News of the World Tournament

Tournament information
- Dates: 22 October 1956 – 2 March 1957
- Venue: various
- Format: Non-Ranking event
- Total prize fund: £1500

Final
- Champion: John Pulman
- Runner-up: Fred Davis

= 1956/1957 News of the World Snooker Tournament =

The 1956/1957 News of the World Snooker Tournament was a professional snooker tournament sponsored by the News of the World. The tournament was won by John Pulman who all his 5 matches. Fred Davis finished in second place ahead of Jackie Rea. Both won 3 matches but Davis won more frames overall. The News of the World Snooker Tournament ran from 1949/50 to 1959.

==Format==
The 1956/57 event was a round-robin snooker tournament and was played from 22 October 1956 to 2 March 1957. Matches were played at various locations around the United Kingdom and also on Jersey. There were 6 competitors and a total of 15 matches. The competitors were the same as the previous year, Joe Davis, Fred Davis, Walter Donaldson, John Pulman, Jackie Rea and Rex Williams. Each match lasted three days and was the best of 37 frames except for one match played in Rochdale where there was only an evening session.

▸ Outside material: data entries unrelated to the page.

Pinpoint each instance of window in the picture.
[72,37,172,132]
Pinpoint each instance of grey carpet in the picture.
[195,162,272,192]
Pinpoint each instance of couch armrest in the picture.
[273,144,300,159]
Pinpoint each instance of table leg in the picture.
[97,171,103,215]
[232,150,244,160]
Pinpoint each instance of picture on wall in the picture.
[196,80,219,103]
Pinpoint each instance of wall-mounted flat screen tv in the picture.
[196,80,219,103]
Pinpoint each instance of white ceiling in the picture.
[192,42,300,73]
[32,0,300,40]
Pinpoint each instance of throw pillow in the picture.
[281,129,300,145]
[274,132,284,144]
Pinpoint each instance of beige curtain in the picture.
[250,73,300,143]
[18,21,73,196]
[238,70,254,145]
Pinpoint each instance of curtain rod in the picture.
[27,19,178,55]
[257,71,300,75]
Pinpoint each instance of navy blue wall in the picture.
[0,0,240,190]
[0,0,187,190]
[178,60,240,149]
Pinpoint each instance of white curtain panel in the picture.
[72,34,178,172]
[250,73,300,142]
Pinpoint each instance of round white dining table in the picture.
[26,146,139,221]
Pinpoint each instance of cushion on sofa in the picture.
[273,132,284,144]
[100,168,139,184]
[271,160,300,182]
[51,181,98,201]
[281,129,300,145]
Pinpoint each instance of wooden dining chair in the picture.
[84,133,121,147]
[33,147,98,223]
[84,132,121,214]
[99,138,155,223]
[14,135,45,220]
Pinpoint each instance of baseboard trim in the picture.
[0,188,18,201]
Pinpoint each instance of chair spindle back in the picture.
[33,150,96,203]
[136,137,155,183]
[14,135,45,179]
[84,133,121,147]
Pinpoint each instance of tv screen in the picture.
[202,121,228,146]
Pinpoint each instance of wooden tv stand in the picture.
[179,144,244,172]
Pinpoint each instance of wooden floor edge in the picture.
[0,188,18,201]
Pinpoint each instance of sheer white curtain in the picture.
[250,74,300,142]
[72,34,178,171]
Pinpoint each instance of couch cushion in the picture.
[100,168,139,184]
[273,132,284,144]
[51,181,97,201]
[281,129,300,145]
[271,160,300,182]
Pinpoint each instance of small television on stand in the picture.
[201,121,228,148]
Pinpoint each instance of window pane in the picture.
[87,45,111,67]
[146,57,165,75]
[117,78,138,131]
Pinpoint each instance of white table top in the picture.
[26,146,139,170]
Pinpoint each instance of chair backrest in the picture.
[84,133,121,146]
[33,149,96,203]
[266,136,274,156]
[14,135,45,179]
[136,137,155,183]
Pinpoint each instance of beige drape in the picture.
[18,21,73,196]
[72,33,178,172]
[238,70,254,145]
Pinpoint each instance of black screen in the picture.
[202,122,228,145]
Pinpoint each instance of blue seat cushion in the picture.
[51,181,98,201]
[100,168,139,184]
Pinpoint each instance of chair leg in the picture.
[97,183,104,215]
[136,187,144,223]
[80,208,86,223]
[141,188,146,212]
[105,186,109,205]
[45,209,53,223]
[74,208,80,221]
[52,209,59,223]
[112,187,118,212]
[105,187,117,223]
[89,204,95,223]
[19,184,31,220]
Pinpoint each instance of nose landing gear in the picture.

Each match was separately handicapped. Joe Davis gave Fred Davis a 10-point start each frame, Walter Donaldson 14, John Pulman 14, Jackie Rea 20 and Rex Williams 24. Fred Davis gave Walter Donaldson 10, John Pulman 10, Jackie Rea 14 and Rex Williams 17. Walter Donaldson gave John Pulman 10, Jackie Rea 12 and Rex Williams 14. John Pulman gave Jackie Rea 10 and Rex Williams 14. Jackie Rea gave Rex Williams 10 points.

==Results==
After winning his first match 20–17, Joe Davis lost his remaining four matches 19–18 and finished in fifth place.

| Winner | Score | Loser | Date | Venue | Ref |
|---|---|---|---|---|---|
| Joe Davis | 20–17 | Rex Williams | 22–24 October | Jersey |  |
| Jackie Rea | 19–18 | Joe Davis | 25–27 October | Jersey |  |
| John Pulman | 21–16 | Walter Donaldson | 29–31 October | Oldham |  |
| Fred Davis | 19–18 | Walter Donaldson | 5–7 November | Newcastle |  |
| John Pulman | 20–17 | Rex Williams | 8–10 November | Newcastle |  |
| Walter Donaldson | 19–18 | Joe Davis | 21–24,26–27 November | Rochdale |  |
| Fred Davis | 24–13 | Rex Williams | 26–28 November | Birmingham |  |
| Rex Williams | 24–13 | Walter Donaldson | 29 November–1 December | Birmingham |  |
| Jackie Rea | 21–16 | Walter Donaldson | 17–19 December | Burroughes Hall, London |  |
| John Pulman | 21–16 | Jackie Rea | 20–22 December | Burroughes Hall, London |  |
| Jackie Rea | 19–18 | Fred Davis | 21–23 January | Liverpool |  |
| John Pulman | 20–17 | Fred Davis | 11–13 February | Bolton |  |
| Rex Williams | 21–16 | Jackie Rea | 14–16 February | Bolton |  |
| John Pulman | 19–18 | Joe Davis | 25–27 February | Houldsworth Hall, Manchester |  |
| Fred Davis | 19–18 | Joe Davis | 28 February–2 March | Houldsworth Hall, Manchester |  |

Table

| Pos | Player | Pld | MW | FW | FL | Prize |
|---|---|---|---|---|---|---|
| 1 | ENG John Pulman | 5 | 5 | 101 | 84 | ? |
| 2 | ENG Fred Davis | 5 | 3 | 97 | 88 | ? |
| 3 | NIR Jackie Rea | 5 | 3 | 91 | 94 | ? |
| 4 | ENG Rex Williams | 5 | 2 | 92 | 93 | ? |
| 5 | ENG Joe Davis | 5 | 1 | 92 | 93 | ? |
| 6 | SCO Walter Donaldson | 5 | 1 | 82 | 103 | ? |

The positions were determined firstly by the number of matches won (MW) and, in the event of a tie, the number of frames won (FW).

==Broadcasting==
The BBC showed a short, 30 minute, TV programme of the final day of the final match from Houldsworth Hall, Manchester. The commentator was Sidney Smith.